Embora este seja o (des)governo, que pior tem tratado a Cultura em geral, e o cinema em particular desde o 25 de abril, os acasos da distribuição cinematográfica permitem-nos ter ao mesmo tempo nos ecrãs nacionais os mais recentes filmes de João Botelho e de Sérgio Tréfaut.
Sobre o primeiro ficou ontem registado neste blogue o meu entusiasmo. Sobre o filme de Sérgio Tréfaut o entusiasmo não é menor, porquanto ele reflete maravilhosamente a riqueza do cante alentejano e das idiossincrasias ligadas ao povo que o criou.
Naturalmente que não consigo ser objetivo nesta opinião: cá em casa, desde que tivemos a oportunidade de conhecer o Sérginho, quando ele era ainda um adolescente acabado de chegar ao Portugal de Abril, a consideração pelo seu talento e entusiasmo só se foi consolidando à medida, que lhe íamos conhecendo as sucessivas obras.
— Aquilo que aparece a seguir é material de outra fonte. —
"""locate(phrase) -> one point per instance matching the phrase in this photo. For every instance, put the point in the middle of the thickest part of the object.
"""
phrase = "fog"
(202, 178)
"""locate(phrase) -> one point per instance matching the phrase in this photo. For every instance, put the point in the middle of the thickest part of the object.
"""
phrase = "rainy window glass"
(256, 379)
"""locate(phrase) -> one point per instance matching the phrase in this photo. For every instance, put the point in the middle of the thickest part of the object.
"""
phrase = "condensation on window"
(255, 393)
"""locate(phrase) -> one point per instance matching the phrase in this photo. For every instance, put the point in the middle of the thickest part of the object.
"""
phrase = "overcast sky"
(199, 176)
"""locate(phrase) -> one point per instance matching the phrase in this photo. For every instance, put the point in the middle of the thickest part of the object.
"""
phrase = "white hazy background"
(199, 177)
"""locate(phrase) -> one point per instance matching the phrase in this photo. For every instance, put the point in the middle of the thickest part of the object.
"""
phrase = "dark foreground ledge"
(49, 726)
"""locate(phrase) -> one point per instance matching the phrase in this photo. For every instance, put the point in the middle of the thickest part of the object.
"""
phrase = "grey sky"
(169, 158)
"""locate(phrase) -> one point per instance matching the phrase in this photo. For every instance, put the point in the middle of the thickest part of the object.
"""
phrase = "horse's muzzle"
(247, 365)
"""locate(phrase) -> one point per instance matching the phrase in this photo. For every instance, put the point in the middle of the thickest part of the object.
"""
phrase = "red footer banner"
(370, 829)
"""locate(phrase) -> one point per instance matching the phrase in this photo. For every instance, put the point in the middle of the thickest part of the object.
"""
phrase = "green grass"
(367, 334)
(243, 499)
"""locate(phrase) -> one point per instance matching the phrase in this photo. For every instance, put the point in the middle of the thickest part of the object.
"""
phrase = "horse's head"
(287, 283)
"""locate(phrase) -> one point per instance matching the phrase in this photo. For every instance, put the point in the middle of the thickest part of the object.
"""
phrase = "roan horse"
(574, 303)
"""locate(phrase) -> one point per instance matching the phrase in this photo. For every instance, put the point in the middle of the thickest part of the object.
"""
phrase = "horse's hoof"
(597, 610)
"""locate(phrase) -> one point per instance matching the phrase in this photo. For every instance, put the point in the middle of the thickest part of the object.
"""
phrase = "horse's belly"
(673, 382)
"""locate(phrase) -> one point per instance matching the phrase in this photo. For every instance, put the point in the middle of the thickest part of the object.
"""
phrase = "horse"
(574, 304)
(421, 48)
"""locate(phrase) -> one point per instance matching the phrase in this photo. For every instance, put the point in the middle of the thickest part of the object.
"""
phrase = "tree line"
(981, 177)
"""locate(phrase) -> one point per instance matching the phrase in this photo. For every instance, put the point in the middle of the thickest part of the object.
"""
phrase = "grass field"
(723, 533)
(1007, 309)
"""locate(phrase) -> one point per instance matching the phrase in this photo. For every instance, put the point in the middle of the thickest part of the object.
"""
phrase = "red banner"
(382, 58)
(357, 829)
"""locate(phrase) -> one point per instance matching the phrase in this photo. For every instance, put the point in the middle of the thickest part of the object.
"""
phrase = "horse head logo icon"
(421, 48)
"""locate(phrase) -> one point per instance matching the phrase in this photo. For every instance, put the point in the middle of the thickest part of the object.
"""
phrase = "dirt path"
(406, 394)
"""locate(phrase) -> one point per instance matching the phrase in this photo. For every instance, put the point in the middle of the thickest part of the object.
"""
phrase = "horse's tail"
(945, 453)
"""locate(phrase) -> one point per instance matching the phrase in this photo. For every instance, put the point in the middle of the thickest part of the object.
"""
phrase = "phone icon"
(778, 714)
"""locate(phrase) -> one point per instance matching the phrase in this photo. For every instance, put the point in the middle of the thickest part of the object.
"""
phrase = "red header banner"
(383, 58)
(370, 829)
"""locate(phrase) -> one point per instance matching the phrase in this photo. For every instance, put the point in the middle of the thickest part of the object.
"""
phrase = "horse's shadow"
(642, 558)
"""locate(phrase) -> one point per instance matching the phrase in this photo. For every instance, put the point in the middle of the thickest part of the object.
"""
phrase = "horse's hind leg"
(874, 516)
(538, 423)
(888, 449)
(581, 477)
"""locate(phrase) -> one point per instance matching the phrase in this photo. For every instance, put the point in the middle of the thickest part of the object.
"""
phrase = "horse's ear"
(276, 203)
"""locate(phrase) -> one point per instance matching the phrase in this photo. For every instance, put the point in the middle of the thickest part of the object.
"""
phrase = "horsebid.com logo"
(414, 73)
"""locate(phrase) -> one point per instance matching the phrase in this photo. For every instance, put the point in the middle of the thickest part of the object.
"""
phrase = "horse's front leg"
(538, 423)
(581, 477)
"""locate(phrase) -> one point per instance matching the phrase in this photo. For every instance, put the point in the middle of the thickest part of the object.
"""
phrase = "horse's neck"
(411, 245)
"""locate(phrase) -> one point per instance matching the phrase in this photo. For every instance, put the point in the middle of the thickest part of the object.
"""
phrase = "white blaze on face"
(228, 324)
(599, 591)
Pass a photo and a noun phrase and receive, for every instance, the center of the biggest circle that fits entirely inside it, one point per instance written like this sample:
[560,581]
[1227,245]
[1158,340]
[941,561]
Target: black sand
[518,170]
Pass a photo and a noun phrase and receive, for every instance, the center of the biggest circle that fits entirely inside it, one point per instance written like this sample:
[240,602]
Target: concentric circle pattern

Também o ligamos, desde sempre, à personalidade ímpar do tio, esse Urbano Tavares Rodrigues, que sempre nos motivou uma enorme admiração não só pelo seu talento de escritor, mas também pela generosidade de que sempre deu mostras para quem teve a oportunidade de o conhecer pessoalmente.
É claro que a empatia do realizador com o Alentejo torna-se perfeitamente natural pelo facto de ser esse o espaço natal desse tio e do pai, Miguel, e que dele nunca se terão desviado sentimentalmente por muito que o futuro os tivesse sedentarizado em Lisboa ou noutras grandes cidades latino-americanas ou europeias.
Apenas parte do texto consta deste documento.